Вспыхнула Ольга, прикрыла руками шею, кинулась в дом за платком.

— Молода! — ворчала в кути тетка Марья. — Гли, Любава вот-вот бабушкой сделает, а ей неймется, тьфу! Воистину: седина в голову, а бес… бес-то он завсегда тут как тут…

Когда Ольга возвращалась днем с фермы, Петр вырубал в ее палисаднике старую засохшую черемуху

— Видишь, — лаская ее глазами, показал на корень: свежие побеги едва проклюнулись из земли.

И, как по заказу, долго еще, весь сентябрь, стояло лето.

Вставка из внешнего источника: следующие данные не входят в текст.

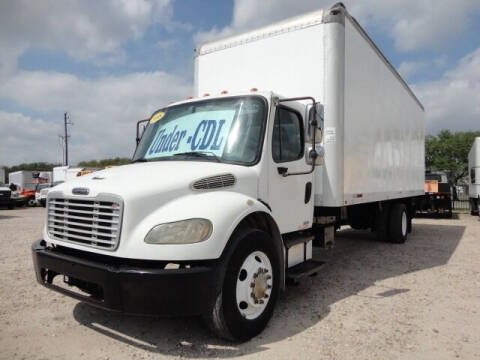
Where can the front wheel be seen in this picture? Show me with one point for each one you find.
(250, 289)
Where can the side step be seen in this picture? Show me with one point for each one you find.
(303, 269)
(290, 240)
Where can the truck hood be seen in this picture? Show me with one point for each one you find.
(164, 179)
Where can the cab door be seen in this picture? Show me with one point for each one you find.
(291, 196)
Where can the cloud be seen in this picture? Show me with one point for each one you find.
(410, 68)
(84, 30)
(453, 101)
(104, 112)
(412, 24)
(24, 140)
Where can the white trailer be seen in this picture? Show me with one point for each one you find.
(59, 174)
(474, 176)
(229, 191)
(21, 178)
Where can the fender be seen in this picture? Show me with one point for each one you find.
(225, 209)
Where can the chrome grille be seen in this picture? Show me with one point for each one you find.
(214, 182)
(93, 222)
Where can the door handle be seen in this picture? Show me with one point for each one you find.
(282, 171)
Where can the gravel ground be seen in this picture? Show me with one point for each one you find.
(372, 300)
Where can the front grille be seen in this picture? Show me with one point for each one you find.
(5, 194)
(214, 182)
(94, 223)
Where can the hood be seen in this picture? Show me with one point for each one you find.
(160, 177)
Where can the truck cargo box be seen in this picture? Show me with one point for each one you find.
(474, 169)
(373, 123)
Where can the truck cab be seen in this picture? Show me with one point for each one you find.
(213, 184)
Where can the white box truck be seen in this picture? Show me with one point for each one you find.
(296, 129)
(22, 178)
(474, 176)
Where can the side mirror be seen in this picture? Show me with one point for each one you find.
(318, 154)
(316, 117)
(141, 125)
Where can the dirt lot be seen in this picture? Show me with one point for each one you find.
(372, 300)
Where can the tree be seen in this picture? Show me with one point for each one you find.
(105, 162)
(448, 152)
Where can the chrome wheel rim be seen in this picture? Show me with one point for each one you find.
(254, 285)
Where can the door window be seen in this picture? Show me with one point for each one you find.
(287, 138)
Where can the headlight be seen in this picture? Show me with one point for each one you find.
(180, 232)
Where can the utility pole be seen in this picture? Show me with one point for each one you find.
(66, 136)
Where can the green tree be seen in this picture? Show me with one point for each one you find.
(448, 152)
(38, 166)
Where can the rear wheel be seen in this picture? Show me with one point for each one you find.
(250, 289)
(398, 223)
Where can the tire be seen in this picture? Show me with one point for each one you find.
(381, 223)
(398, 223)
(226, 319)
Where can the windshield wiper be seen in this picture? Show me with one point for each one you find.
(203, 154)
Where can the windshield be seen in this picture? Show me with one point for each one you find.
(224, 130)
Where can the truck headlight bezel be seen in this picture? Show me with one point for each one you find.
(189, 231)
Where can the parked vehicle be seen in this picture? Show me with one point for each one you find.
(438, 195)
(6, 196)
(41, 194)
(474, 176)
(21, 178)
(229, 191)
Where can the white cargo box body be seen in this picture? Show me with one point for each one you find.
(474, 169)
(60, 174)
(374, 124)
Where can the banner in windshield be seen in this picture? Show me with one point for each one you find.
(203, 131)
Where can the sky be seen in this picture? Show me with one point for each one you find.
(110, 63)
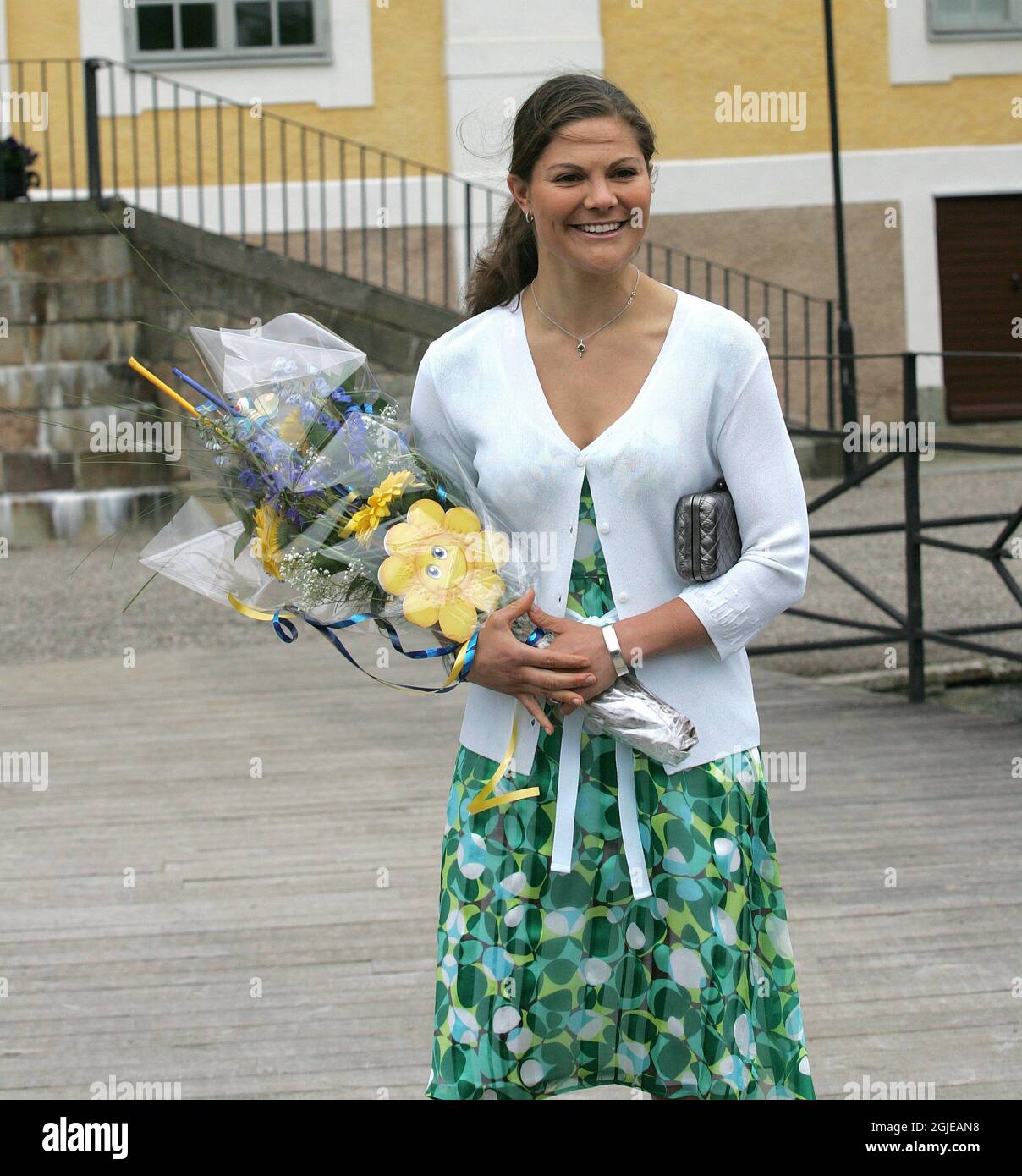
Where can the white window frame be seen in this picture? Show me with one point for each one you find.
(226, 52)
(980, 33)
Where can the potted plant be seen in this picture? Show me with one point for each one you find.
(15, 179)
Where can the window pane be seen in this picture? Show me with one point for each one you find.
(992, 13)
(962, 15)
(156, 26)
(253, 23)
(198, 26)
(297, 23)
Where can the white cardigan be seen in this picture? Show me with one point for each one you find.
(708, 409)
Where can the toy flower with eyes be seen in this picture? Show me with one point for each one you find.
(443, 566)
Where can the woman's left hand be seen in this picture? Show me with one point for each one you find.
(578, 638)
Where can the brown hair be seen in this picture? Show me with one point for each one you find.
(511, 262)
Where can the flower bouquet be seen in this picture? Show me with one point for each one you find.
(339, 519)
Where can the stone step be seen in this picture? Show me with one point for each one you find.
(71, 383)
(66, 258)
(80, 299)
(57, 343)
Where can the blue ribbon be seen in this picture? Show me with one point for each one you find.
(287, 630)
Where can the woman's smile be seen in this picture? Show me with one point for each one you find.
(596, 231)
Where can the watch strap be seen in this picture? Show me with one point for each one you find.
(614, 649)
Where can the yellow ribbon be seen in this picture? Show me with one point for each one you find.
(482, 800)
(159, 383)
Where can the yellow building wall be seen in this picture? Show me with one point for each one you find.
(672, 58)
(409, 118)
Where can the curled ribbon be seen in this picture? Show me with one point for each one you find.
(286, 629)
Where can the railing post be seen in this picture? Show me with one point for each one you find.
(92, 129)
(831, 364)
(913, 548)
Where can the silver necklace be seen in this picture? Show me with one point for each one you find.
(581, 344)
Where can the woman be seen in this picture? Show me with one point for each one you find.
(644, 941)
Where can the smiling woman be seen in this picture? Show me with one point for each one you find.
(644, 941)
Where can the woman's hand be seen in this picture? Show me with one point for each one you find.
(509, 666)
(576, 638)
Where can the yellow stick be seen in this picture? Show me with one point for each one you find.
(156, 380)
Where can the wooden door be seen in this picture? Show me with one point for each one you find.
(980, 259)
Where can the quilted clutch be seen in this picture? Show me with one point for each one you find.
(706, 533)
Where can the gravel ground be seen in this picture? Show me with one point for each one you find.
(53, 609)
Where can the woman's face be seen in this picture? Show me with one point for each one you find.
(591, 173)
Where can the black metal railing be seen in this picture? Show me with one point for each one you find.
(307, 193)
(908, 624)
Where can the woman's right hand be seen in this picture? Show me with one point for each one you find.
(509, 666)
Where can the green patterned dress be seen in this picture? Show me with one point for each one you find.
(554, 982)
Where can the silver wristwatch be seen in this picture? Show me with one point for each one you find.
(614, 649)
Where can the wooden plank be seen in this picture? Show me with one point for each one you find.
(321, 877)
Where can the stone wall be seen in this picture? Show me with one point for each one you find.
(80, 293)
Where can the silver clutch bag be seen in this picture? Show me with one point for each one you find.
(706, 533)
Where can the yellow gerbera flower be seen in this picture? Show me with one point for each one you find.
(443, 566)
(377, 508)
(265, 543)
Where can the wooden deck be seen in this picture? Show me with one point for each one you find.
(279, 938)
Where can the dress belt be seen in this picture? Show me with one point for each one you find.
(569, 790)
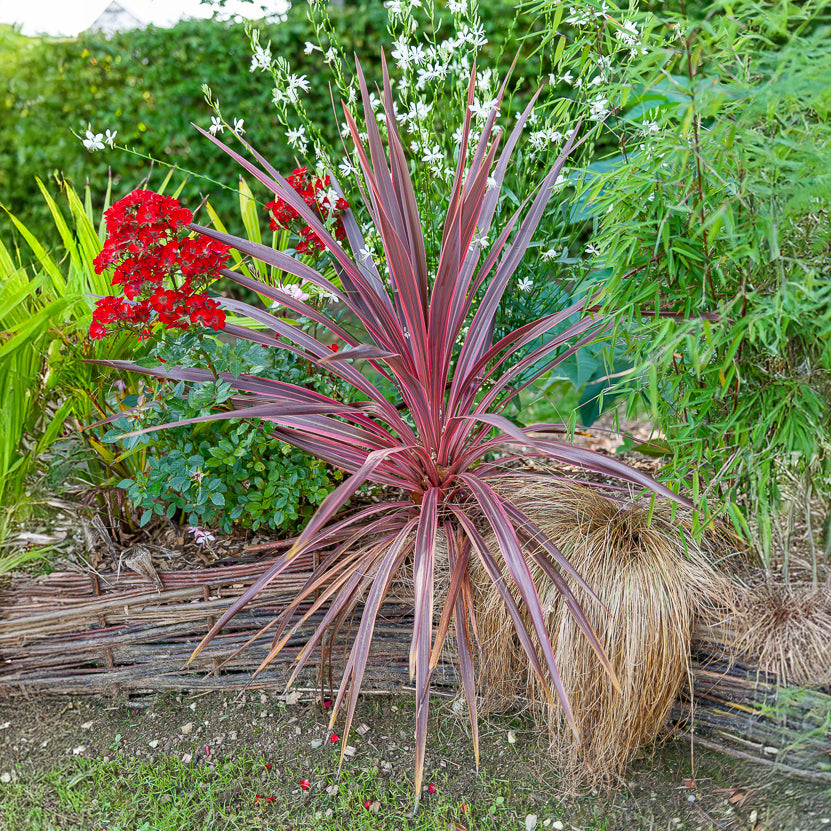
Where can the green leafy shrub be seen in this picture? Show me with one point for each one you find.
(712, 220)
(146, 84)
(221, 473)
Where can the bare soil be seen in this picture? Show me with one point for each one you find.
(671, 789)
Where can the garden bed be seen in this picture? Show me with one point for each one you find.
(119, 634)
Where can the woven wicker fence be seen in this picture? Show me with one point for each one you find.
(73, 632)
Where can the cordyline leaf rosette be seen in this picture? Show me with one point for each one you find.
(412, 324)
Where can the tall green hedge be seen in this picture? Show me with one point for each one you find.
(147, 85)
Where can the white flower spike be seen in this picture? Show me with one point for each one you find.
(93, 141)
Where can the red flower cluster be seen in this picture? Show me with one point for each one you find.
(148, 247)
(316, 194)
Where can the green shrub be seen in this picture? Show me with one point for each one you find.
(222, 473)
(712, 220)
(146, 84)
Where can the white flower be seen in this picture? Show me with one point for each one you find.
(401, 53)
(432, 155)
(296, 82)
(628, 34)
(347, 168)
(261, 59)
(482, 110)
(475, 35)
(201, 536)
(578, 17)
(294, 291)
(418, 111)
(297, 138)
(599, 108)
(93, 141)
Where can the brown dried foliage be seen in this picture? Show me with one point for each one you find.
(652, 580)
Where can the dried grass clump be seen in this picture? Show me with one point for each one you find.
(786, 630)
(652, 580)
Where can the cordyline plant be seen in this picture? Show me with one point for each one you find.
(453, 387)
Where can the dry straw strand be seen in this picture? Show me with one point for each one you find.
(652, 580)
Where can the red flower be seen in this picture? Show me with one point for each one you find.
(97, 330)
(147, 245)
(164, 300)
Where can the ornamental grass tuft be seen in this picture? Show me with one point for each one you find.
(426, 329)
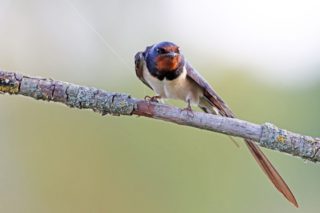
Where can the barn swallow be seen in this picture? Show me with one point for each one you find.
(165, 70)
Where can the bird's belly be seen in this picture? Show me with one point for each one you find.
(182, 88)
(156, 84)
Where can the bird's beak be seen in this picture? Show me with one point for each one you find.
(172, 54)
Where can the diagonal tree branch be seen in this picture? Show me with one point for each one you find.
(82, 97)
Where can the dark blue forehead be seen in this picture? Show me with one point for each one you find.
(164, 44)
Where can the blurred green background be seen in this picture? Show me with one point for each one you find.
(261, 56)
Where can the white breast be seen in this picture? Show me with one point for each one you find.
(181, 88)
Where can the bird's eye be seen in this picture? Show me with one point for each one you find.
(161, 50)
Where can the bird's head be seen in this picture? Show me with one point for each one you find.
(165, 57)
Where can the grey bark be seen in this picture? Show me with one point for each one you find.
(266, 135)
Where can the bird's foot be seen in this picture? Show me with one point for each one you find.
(188, 109)
(152, 99)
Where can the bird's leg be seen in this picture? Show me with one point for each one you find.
(189, 109)
(153, 98)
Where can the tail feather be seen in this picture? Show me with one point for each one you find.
(209, 107)
(271, 172)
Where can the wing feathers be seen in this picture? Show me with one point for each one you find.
(223, 109)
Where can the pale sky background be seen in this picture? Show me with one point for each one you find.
(277, 41)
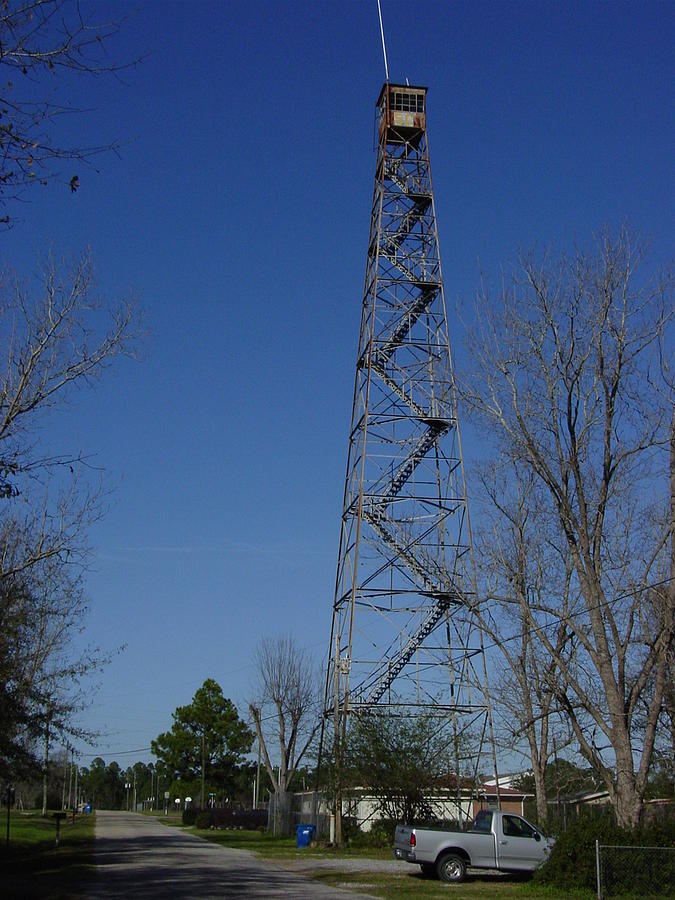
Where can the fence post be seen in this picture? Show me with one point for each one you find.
(597, 869)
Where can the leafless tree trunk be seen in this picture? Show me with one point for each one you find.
(41, 40)
(568, 379)
(521, 562)
(286, 688)
(63, 339)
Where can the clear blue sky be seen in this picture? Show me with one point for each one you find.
(238, 212)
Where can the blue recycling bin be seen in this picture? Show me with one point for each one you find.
(305, 833)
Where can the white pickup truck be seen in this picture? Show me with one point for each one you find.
(497, 840)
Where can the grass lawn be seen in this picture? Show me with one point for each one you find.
(32, 866)
(408, 882)
(413, 885)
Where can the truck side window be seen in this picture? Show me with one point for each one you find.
(482, 822)
(512, 826)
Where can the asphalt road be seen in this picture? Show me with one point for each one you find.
(138, 856)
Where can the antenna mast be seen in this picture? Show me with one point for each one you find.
(384, 49)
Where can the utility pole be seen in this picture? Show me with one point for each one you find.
(65, 775)
(203, 763)
(45, 765)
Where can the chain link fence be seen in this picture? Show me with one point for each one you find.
(624, 871)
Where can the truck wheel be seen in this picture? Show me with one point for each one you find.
(451, 868)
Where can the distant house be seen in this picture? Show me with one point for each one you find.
(360, 805)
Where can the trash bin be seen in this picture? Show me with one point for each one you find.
(305, 833)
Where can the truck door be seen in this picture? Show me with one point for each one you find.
(520, 846)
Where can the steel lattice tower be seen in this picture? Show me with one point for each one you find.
(404, 637)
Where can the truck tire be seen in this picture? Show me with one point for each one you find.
(451, 868)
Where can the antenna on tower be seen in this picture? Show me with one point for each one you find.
(384, 49)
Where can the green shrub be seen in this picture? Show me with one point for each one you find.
(203, 819)
(189, 816)
(572, 863)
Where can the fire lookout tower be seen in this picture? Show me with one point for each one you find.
(404, 637)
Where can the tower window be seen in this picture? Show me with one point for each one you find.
(405, 102)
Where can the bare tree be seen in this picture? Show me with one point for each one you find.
(569, 381)
(49, 346)
(284, 709)
(521, 562)
(41, 40)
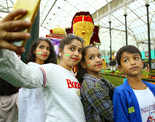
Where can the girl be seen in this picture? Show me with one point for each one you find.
(8, 102)
(41, 52)
(62, 101)
(95, 91)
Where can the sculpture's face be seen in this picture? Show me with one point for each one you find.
(83, 27)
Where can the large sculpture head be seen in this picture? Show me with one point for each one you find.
(56, 34)
(83, 26)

И сено они в вёдро сметали и даже успели вывезти. И картошку посуху убрали. А уж грибов насолили — впору огромной семьище. И все ельничных.

— Добры люди и не бирали их ране-то, горечь экую, — воротила нос от Ольгиного соленья тетка Марья. — Вон, сказывают, грузди пошли. Это уж гриб так гриб, всем грибам — гриб! А то — ельнишные!

— Петя любит, — оправдывалась Ольга. — Я их в трех водах вымачиваю, нисколь не горькие…

Но и по грузди походили, и по белые, и по красноголовики.

А к тому времени, как рыжикам пойти, к заморозкам, укатил Петя, не удержала. Еще картошку копали, приметила Ольга — затосковал. Особенно один миг в память врезался. Рядом с ними копал свою картошку, не картошку — горох, Семен. Копал, копал да и скажи:

— Е-мое, твоя телега! Это называется картошка? Не-ет, с меня хватит! Поеду! Завтра же все брошу и поеду за ней! Сама, скажу, садила, сама и выкапывай горох свой!